The dialectic in the previous two paragraphs applies in general to any version of the reply under discussion, which recall claims that formal equivalence results, plus empirical equivalence, plus some extra ingredient suffice for semantic equivalence. The closer the extra ingredient comes to semantic equivalence itself, the more the charge of redundancy becomes stark. Yet the closer the extra ingredient comes to simply empirical equivalence, the more dubious the inference from formal equivalence plus empirical equivalence plus the extra ingredient to semantic equivalence becomes. As a result, the demand for some independent justification for the inference begins to seem all the more urgent.Footnote 13

A final potential reply to Sklar-style counterexamples for proponents of formal criteria is that the sentential criteria are meant to apply only to first-order theories formulated in some privileged vocabulary, of the sort we encounter when doing physics, rather than ordinary natural language expressions like ‘lion’ or ‘tiger’. And as concerns such first-order theories, we cannot straightforwardly appeal to the interpretations we in fact employ to generate counterexamples to sentential criteria (most ordinary speakers never use the relevant vocabulary).

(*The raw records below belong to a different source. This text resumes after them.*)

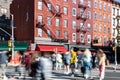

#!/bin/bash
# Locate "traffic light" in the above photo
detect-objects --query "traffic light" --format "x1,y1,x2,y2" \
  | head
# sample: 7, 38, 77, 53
8, 40, 12, 47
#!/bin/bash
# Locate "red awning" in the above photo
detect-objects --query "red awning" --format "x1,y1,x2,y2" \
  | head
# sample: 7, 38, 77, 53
36, 45, 67, 53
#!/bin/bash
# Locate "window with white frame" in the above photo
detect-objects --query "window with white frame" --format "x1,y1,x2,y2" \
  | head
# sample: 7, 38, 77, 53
64, 31, 68, 39
113, 8, 115, 15
47, 3, 52, 11
64, 0, 68, 2
80, 0, 84, 4
80, 34, 84, 42
72, 21, 76, 29
47, 30, 51, 38
80, 23, 83, 28
63, 7, 68, 15
117, 9, 119, 16
56, 30, 60, 38
87, 11, 91, 19
80, 10, 84, 16
0, 8, 7, 14
38, 28, 42, 37
108, 27, 110, 34
87, 1, 91, 7
47, 16, 52, 25
104, 36, 107, 44
73, 0, 76, 4
113, 18, 115, 26
99, 2, 102, 9
56, 18, 60, 26
72, 33, 76, 42
87, 23, 91, 31
38, 15, 42, 22
56, 5, 60, 12
99, 36, 102, 43
72, 8, 76, 16
64, 19, 68, 28
94, 0, 97, 8
104, 15, 106, 21
38, 1, 42, 10
94, 24, 98, 31
87, 35, 91, 43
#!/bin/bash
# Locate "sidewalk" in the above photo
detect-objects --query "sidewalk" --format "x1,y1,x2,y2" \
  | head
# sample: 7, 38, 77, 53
106, 64, 120, 70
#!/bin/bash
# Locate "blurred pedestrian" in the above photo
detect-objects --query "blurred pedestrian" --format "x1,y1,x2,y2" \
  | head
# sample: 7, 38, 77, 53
0, 51, 7, 77
82, 49, 92, 79
70, 48, 78, 77
92, 52, 98, 69
24, 53, 31, 70
34, 52, 52, 80
51, 52, 56, 70
63, 51, 71, 74
97, 49, 106, 80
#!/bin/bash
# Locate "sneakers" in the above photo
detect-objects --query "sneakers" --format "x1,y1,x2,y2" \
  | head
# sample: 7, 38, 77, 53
84, 74, 89, 79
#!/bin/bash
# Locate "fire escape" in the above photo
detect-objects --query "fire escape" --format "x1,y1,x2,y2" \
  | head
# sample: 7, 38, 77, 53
36, 0, 68, 42
76, 1, 89, 45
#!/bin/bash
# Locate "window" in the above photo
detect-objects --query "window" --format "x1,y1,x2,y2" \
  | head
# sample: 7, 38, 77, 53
99, 2, 102, 9
108, 15, 110, 22
63, 7, 68, 15
80, 10, 84, 16
64, 0, 68, 2
56, 5, 60, 13
104, 3, 106, 11
108, 27, 110, 34
80, 0, 84, 4
0, 8, 7, 14
64, 31, 68, 39
113, 18, 115, 26
72, 21, 76, 29
38, 15, 42, 22
117, 9, 119, 16
94, 12, 97, 20
72, 8, 76, 16
64, 19, 68, 28
47, 3, 52, 11
94, 24, 98, 31
47, 30, 52, 38
38, 1, 42, 10
104, 15, 106, 21
99, 14, 102, 21
56, 30, 60, 38
104, 26, 106, 33
99, 36, 102, 43
87, 23, 91, 31
94, 0, 97, 8
87, 1, 91, 7
87, 11, 91, 19
56, 18, 60, 26
80, 34, 84, 42
73, 0, 76, 4
87, 35, 91, 43
38, 28, 42, 37
113, 8, 115, 15
80, 23, 83, 28
72, 33, 76, 42
47, 16, 52, 25
108, 5, 110, 12
104, 37, 107, 44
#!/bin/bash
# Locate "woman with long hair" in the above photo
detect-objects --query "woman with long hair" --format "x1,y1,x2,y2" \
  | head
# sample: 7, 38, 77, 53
97, 49, 106, 80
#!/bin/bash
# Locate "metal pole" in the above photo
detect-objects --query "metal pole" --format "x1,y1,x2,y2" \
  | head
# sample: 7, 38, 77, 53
114, 46, 117, 71
11, 14, 14, 63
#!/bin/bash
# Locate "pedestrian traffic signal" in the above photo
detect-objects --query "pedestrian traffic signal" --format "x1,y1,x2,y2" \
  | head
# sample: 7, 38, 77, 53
8, 40, 12, 47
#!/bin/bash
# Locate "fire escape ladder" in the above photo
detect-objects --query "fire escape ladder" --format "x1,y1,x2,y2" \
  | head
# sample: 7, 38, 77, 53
43, 0, 62, 17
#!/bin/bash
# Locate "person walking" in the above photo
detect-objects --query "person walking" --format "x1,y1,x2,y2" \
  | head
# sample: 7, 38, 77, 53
82, 49, 92, 79
63, 51, 71, 74
97, 49, 106, 80
92, 52, 98, 69
70, 48, 78, 77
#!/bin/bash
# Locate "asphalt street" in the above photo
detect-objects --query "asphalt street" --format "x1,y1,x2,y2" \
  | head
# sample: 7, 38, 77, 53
0, 65, 120, 80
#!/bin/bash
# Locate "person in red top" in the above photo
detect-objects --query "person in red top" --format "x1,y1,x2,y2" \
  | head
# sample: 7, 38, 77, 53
24, 53, 31, 70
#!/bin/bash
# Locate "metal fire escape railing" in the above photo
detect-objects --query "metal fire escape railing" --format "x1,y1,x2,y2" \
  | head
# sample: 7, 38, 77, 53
36, 0, 67, 42
76, 1, 89, 44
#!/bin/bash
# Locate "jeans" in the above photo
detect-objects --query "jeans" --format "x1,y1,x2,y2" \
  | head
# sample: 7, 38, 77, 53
84, 61, 91, 75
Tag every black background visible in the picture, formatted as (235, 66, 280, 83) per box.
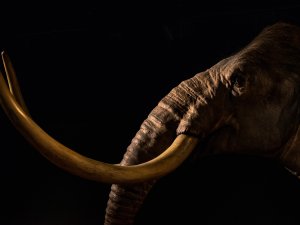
(1, 1, 300, 225)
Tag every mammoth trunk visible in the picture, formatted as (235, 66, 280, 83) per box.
(104, 70, 225, 225)
(104, 93, 182, 225)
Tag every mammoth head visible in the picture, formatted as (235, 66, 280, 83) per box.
(1, 22, 300, 225)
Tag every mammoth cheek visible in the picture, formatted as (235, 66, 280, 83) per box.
(234, 99, 299, 156)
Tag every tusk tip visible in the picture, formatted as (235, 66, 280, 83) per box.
(1, 51, 7, 60)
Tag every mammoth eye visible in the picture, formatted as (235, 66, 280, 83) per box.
(230, 72, 246, 88)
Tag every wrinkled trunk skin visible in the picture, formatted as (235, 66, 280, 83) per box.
(104, 69, 227, 225)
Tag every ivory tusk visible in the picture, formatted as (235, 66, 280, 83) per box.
(0, 71, 198, 184)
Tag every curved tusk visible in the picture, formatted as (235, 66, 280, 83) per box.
(0, 71, 198, 184)
(1, 51, 30, 116)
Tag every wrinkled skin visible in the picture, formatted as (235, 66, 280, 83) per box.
(104, 22, 300, 225)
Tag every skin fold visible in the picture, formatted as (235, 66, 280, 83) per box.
(0, 22, 300, 225)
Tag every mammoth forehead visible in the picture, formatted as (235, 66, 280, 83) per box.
(219, 46, 300, 83)
(240, 22, 300, 63)
(219, 23, 300, 81)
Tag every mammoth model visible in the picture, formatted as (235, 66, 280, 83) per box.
(0, 22, 300, 225)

But this reply is also untenable. We must ask what the relevant interpretation of the vocabulary at issue is, relative to which sentential criteria are supposed to bear on semantic equivalence. The natural answer here is the interpretations employed by practicing physicists using the relevant vocabulary. And now two problems arise. First, even relative to these interpretations, it is dubious that the sentential criteria, even conjoined with empirical equivalence, will imply semantic equivalence. Consider my example above concerning the absolute speed of the centre of mass of the universe at a Newtonian world: those single-sentence theories arguably pass the privileged vocabulary restriction we are considering, and remain straightforward counterexamples to any extant sentential criterion plus empirical equivalence implying semantic equivalence on the relevant interpretations. Second, even bracketing that point, I will argue below against a similar proposal for non-sentential criteria (what I call the physics deference proposal). Analogues of the points I will make there can be made against the present attempt to restrict sentential criteria.

The upshot of this section is that the original counterexamples cannot be easily dismissed. I conclude that sentential criteria seem to be straightforwardly bad guides to semantic equivalence. I take this moral to cast doubt on any plausible and interesting view according to which such criteria have non-mathematical significance, let alone bear on semantic equivalence. For, any interpretations of the sentential theories at issue on which such a claim might be true will be far-fetched and patently unrelated to the interpretations we in fact employ and care about.

Some proponents of formal criteria will not be too fazed by this upshot: as mentioned above, some have switched to the non-sentential category-theoretic criterion. Perhaps only non-sentential criteria are meant to bear on semantic equivalence or have other significant non-mathematical implications? And unlike with sentences, it is less clear what might be meant by ‘the interpretations we in fact employ’ for the non-sentential representational vehicles often at issue in scientific practice. Indeed, I suspect some working on sentential criteria never viewed themselves as doing anything but pure mathematics or logic.Footnote 14 As I emphasized at the outset, I have no criticisms of the purely mathematical upshots of work on formal criteria (results claiming that such-and-such mathematical objects do or do not stand in so-and-so formal relation). Still, some work on sentential criteria is premised on such criteria having significant non-mathematical implications, in particular implying semantic equivalence (for example, the conclusions drawn by Barrett and Halvorson, 2017, 1060–1061). My conclusion in this section reveals this position to be untenable.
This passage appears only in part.